SEARCH THE ARCHIVES

How to define ‘frustrating’ in 2021

‘Wow it must be really frustrating’, they say. 

Frustrating. 

That’s one word for it. 

Defining frustrating in 2021

You see if ‘frustrating’ was on a scale of 1 to 10, level 1 might be that your favourite cheese has sold out at the supermarket. Level 3 might be that you’ve specifically driven to a supermarket out of your way to find said cheese, and it’s sold out. Level 5 might be realising that said cheese is actually sold out indefinitely. Frustrating, but you’ll find another cheese I’m sure and in time, you’ll be ok. 

Now imagine that same scale, but we’re not talking cheese. We’re talking trying to get on a flight to be in a country that you have every right to be in – because you’re a citizen. Level 3 frustration, is paying $800 to change the date from February to April, in the hope that said country would have sorted out some sort of alternative to $3000 quarantine on arrival seeing as though it’s been a year since that nonsense started. 

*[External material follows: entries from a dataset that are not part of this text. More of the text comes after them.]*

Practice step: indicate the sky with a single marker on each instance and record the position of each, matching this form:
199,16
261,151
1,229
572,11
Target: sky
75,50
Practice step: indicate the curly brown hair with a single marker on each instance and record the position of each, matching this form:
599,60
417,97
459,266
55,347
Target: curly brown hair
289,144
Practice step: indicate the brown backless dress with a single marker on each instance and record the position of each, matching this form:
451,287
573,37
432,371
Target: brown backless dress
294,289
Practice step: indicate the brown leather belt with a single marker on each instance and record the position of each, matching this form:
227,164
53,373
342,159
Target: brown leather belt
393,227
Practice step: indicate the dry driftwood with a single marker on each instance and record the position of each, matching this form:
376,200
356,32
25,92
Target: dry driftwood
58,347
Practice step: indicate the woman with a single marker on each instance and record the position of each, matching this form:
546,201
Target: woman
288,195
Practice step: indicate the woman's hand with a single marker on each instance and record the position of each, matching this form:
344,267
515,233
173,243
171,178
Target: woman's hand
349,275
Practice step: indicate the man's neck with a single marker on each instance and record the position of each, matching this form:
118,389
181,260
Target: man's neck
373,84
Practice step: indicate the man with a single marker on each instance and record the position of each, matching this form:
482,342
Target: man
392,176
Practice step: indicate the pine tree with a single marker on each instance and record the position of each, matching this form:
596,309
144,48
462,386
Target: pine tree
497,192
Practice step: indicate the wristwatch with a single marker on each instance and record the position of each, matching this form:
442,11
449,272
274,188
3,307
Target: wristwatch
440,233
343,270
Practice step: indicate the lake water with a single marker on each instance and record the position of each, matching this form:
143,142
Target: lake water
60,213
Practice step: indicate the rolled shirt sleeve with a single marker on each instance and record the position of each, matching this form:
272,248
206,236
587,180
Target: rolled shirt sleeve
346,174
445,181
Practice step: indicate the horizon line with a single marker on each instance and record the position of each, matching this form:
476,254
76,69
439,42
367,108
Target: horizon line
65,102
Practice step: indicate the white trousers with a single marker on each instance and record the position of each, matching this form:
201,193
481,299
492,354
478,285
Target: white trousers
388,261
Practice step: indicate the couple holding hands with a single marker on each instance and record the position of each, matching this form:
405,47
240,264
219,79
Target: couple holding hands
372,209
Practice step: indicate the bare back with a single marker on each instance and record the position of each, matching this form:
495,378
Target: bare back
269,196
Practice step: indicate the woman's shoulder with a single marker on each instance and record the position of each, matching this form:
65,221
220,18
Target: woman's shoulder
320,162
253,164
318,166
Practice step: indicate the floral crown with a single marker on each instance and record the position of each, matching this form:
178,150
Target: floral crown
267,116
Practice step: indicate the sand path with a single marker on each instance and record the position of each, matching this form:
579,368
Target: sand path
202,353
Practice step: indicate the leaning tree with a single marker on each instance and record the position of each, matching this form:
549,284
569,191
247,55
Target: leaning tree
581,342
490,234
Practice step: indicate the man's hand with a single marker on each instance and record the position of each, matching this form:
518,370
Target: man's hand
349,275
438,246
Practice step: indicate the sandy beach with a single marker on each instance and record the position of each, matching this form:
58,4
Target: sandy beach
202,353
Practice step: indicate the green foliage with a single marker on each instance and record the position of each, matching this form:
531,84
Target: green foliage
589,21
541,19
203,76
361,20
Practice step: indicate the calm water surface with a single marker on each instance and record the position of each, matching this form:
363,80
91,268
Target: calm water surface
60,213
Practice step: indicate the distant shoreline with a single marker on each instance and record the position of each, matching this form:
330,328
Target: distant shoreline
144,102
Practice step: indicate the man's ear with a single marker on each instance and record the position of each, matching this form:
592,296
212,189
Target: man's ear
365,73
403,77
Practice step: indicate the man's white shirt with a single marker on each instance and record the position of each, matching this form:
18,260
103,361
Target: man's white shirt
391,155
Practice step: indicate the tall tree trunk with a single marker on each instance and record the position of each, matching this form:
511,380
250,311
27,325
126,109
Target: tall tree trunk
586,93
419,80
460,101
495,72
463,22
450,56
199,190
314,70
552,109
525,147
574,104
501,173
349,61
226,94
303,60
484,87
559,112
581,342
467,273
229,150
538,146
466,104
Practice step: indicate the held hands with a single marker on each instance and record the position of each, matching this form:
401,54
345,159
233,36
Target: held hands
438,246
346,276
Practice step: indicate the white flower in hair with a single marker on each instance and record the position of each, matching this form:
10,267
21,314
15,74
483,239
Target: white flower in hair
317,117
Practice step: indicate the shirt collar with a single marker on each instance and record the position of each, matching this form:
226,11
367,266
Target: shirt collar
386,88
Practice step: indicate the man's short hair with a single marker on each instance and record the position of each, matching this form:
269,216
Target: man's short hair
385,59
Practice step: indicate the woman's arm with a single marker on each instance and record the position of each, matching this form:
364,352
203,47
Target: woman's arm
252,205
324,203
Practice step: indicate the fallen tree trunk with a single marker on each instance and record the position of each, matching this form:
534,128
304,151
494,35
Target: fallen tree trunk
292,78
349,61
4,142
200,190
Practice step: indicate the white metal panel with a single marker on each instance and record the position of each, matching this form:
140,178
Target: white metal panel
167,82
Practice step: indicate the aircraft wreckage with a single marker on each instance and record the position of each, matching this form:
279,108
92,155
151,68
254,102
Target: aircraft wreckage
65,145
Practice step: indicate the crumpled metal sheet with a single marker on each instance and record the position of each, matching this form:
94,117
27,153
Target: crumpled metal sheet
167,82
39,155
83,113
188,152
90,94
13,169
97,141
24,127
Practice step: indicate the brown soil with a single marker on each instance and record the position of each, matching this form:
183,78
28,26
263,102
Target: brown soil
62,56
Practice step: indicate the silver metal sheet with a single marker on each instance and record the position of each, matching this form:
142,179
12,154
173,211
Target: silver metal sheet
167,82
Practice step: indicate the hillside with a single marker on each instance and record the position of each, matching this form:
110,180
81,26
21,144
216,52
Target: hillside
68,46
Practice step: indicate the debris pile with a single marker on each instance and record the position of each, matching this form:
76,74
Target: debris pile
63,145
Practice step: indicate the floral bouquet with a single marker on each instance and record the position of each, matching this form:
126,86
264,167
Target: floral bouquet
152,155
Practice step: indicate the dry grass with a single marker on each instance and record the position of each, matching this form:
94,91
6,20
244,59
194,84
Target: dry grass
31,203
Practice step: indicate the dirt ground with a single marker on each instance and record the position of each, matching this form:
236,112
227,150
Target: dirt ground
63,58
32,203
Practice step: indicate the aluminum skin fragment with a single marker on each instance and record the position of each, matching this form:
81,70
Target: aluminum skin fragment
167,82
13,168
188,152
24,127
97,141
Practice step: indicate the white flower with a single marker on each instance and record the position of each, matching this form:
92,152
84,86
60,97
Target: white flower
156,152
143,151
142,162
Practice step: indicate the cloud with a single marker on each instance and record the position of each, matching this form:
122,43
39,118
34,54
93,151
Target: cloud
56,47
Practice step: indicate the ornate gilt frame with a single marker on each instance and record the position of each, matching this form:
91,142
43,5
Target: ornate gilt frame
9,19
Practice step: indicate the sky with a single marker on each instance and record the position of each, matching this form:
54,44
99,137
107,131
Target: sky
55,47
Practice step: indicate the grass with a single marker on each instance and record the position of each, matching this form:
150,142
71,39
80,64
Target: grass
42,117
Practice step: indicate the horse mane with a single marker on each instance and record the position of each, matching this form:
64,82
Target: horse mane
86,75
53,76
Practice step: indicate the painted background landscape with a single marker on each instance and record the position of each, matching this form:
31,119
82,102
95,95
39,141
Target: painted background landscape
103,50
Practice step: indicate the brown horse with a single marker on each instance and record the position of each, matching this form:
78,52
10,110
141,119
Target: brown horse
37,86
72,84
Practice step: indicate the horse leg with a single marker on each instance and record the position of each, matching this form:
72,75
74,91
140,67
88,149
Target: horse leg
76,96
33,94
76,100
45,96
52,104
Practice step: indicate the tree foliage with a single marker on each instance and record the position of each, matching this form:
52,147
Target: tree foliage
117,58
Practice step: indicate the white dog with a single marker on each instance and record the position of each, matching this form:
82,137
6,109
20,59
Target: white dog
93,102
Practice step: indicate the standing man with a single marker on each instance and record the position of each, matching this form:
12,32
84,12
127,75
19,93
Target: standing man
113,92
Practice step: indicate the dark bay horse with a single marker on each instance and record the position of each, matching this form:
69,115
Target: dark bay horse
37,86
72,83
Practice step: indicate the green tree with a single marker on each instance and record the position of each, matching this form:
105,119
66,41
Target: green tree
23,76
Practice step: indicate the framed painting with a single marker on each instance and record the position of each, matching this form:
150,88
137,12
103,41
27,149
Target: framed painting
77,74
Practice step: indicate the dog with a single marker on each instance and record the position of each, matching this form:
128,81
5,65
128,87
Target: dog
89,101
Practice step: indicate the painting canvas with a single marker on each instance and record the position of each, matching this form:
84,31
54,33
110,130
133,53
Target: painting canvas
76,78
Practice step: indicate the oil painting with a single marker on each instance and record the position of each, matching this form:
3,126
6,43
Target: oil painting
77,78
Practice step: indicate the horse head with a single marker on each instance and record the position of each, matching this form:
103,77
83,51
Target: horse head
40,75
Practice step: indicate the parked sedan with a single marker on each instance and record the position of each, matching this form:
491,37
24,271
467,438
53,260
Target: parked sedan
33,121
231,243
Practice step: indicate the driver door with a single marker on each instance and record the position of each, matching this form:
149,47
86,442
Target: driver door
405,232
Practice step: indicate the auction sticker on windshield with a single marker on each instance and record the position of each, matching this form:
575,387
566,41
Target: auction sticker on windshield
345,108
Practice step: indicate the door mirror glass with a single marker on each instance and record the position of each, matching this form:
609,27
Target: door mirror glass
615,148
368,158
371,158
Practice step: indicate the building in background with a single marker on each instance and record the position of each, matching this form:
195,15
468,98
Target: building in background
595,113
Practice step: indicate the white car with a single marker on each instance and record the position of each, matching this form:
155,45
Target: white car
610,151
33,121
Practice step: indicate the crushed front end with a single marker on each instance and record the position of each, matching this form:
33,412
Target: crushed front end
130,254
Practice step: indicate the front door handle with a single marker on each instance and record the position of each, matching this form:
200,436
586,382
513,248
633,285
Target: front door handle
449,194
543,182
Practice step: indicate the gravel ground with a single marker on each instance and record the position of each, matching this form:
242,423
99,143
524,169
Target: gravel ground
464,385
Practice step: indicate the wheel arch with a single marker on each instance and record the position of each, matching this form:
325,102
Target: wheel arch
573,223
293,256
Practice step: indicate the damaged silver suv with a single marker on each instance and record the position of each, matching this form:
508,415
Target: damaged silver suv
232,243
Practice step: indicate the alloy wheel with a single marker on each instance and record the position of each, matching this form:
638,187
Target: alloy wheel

Level 5 frustration is getting bumped off that flight to one a few weeks later thanks to caps on arrivals in said country getting stricter. Changing all the plans you’ve put in place for clients, study, work commitments, dentist appointments, property meetings etc etc to compensate for not having to be on a different timezone and in quarantine within a few weeks. 3856 phonecalls and emails later…. (with the postponing of everything being ‘well I may or may not be on a flight in a few weeks but I’m not sure I’ll let you know if they bump me again…’)

Level 7 frustration is getting bumped another month for the same reason, but being offered a $9500 upgrade to business class to guarantee your place on said flight. $9500? One way? Umm… no.

Level 9.5 frustration, is being offered one of the repatriation flights to through Germany to Darwin. 

“But that’s fabulous!” you must be thinking.

Let me show you the process of thought that that offer triggered…. 

You’re right, it does sound good. The Australian government putting on flights for the 40,000 Aussies who are stranded abroad. Go Aussie Go. 

So you look into it. $2200 one way and they sell FAST so have to make a decision immediately. 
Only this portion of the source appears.